The governors insisted that Ayu’s resignation would ensure a balance in the leadership of the main opposition party.

Although Atiku and the governors held several meetings in Nigeria and the UK, there was no headway as they insisted on Ayu’s removal from office as a precondition for peace.

However, in deciding on the presidential candidate to support, a top source informed Punch that the governors might heed Obasanjo’s counsel that they should endorse the Labour Party presidential standard bearer, Peter Obi.

The former President had met with the governors in London in August where he reportedly lobbied for Obi.

Giving a background on the factors that might sway their decision, an aide to one of the governors stated, “The governors are considering Obasanjo’s advice that the Presidency should come to the South in 2023. Obasanjo has advised them to support Obi because he believes that if the Presidency comes to the South, it should go to the South East.

“That is why at their last meeting in London, he lobbied for Obi because justice and fairness demand that South-East should produce the next president.’’

Asked by Punch when the governors, known as Integrity Group would unveil their preferred candidate, the source said, “From all indications, the governors will announce their preferred candidate next week.
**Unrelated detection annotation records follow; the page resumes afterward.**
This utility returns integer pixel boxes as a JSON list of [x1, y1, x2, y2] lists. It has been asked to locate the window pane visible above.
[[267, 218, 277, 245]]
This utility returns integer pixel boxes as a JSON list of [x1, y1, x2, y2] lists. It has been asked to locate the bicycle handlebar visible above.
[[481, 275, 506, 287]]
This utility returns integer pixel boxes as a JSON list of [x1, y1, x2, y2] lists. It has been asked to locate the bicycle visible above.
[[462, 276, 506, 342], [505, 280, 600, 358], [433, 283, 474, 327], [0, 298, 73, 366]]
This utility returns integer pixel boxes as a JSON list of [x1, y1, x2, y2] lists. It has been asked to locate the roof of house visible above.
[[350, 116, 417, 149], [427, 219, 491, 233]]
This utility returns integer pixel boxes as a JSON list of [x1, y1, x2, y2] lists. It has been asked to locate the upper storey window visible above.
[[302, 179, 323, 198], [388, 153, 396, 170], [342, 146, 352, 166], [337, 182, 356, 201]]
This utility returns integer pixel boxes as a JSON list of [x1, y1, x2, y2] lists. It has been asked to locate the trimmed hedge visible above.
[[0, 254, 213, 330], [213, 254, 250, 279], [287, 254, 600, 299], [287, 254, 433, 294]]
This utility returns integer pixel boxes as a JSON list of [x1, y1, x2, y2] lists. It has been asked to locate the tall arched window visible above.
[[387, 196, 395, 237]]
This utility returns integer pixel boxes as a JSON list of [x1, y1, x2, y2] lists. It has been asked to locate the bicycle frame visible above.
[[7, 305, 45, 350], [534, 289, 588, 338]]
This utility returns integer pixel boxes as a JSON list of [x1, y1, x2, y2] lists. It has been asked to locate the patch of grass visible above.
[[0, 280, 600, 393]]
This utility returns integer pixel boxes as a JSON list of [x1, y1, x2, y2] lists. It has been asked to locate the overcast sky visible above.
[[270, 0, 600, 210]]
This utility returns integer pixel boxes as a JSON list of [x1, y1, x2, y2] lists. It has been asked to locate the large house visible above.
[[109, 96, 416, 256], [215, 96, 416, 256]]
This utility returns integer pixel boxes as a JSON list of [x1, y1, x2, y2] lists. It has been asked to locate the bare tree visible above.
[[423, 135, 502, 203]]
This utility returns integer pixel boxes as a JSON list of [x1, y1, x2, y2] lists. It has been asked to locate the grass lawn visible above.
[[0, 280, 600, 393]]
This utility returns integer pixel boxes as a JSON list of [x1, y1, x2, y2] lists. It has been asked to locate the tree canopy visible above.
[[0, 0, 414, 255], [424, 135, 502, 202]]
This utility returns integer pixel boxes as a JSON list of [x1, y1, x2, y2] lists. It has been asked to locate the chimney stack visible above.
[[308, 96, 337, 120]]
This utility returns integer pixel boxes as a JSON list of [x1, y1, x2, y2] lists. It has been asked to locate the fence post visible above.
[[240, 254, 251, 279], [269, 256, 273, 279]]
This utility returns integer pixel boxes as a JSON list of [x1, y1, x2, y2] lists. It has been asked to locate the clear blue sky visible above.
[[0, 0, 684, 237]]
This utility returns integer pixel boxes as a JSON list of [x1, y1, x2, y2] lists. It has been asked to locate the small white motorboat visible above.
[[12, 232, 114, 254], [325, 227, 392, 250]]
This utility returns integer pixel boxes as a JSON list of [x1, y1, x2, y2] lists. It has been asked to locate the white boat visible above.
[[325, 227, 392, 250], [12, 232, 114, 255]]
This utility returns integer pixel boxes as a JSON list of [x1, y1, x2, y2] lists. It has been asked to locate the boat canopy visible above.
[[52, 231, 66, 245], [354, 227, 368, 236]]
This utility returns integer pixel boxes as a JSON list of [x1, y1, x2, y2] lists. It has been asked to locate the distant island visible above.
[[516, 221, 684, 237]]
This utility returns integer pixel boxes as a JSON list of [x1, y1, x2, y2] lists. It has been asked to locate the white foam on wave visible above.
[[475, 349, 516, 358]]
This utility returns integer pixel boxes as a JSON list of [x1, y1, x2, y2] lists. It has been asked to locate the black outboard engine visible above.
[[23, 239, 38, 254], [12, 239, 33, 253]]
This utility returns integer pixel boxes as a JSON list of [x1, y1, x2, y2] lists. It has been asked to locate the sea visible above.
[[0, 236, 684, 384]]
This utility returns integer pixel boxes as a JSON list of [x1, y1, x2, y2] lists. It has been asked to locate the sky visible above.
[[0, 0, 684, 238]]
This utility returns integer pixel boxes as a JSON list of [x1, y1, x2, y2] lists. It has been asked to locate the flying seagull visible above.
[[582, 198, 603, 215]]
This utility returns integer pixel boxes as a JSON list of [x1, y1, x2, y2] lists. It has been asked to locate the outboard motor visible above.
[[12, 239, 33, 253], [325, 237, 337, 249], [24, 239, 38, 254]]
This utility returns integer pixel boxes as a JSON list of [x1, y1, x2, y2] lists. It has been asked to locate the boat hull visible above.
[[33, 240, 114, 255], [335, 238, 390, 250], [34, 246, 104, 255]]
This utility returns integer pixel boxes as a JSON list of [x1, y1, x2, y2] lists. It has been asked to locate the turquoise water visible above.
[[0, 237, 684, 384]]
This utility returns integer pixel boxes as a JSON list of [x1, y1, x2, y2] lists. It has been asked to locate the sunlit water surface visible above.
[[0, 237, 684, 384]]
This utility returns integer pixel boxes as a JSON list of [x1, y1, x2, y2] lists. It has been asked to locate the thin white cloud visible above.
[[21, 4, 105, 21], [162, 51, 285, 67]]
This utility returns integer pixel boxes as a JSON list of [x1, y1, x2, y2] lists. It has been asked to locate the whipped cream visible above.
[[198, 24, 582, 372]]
If there is no major event before January 5 when Makinde will kick off his campaign, they will make the announcement on that day in Ibadan.’’

An aide to another governor dismissed reports that the group were divided over the choice of the presidential candidate to endorse.

According to the source, at the London meeting on Tuesday, the governors agreed that since Atiku failed to prevail on Ayu to step down, they should work for a southern candidate.

Speaking on the alleged cracks in the rank of the governors, the source stated, “Not really, but they have different approaches to the issue. Some of them have nothing against Atiku. But none of the governors will come out to speak against the joint decision of the group that the presidency should come to the South. If Ayu has stepped down, they would have supported Atiku.’’

But other sources are insisting that the unity of the Integrity Group may be hanging by a thread, as there seems to be a crack in the fold.

The contention, it was learnt, involves who to support between Obi and the All Progressives Congress standard bearer, Bola Tinubu.

Wike had said at several fora that nobody can break the ranks of the G5, adding that attempts to do so by their detractors had collapsed.

It was learnt that the ambition of Ortom, who is gunning for the Senate and Makinde, who is seeking a second term in office may be hanging in the balance as a result of their faceoff with Ayu.

Besides this, the Benue State governor had not hidden his love and preference for the former Anambra State governor whom he said could deliver Nigeria.

Following moves by the governors to dump Atiku, the leadership of the party said they were at liberty to do so.

The Deputy National Publicity Secretary of the party, Ibrahim Abdullahi said going into the polls a divided house might not be ruled out, saying, “Let’s go to the polls like that. We can’t exhaust all the options, anyways.”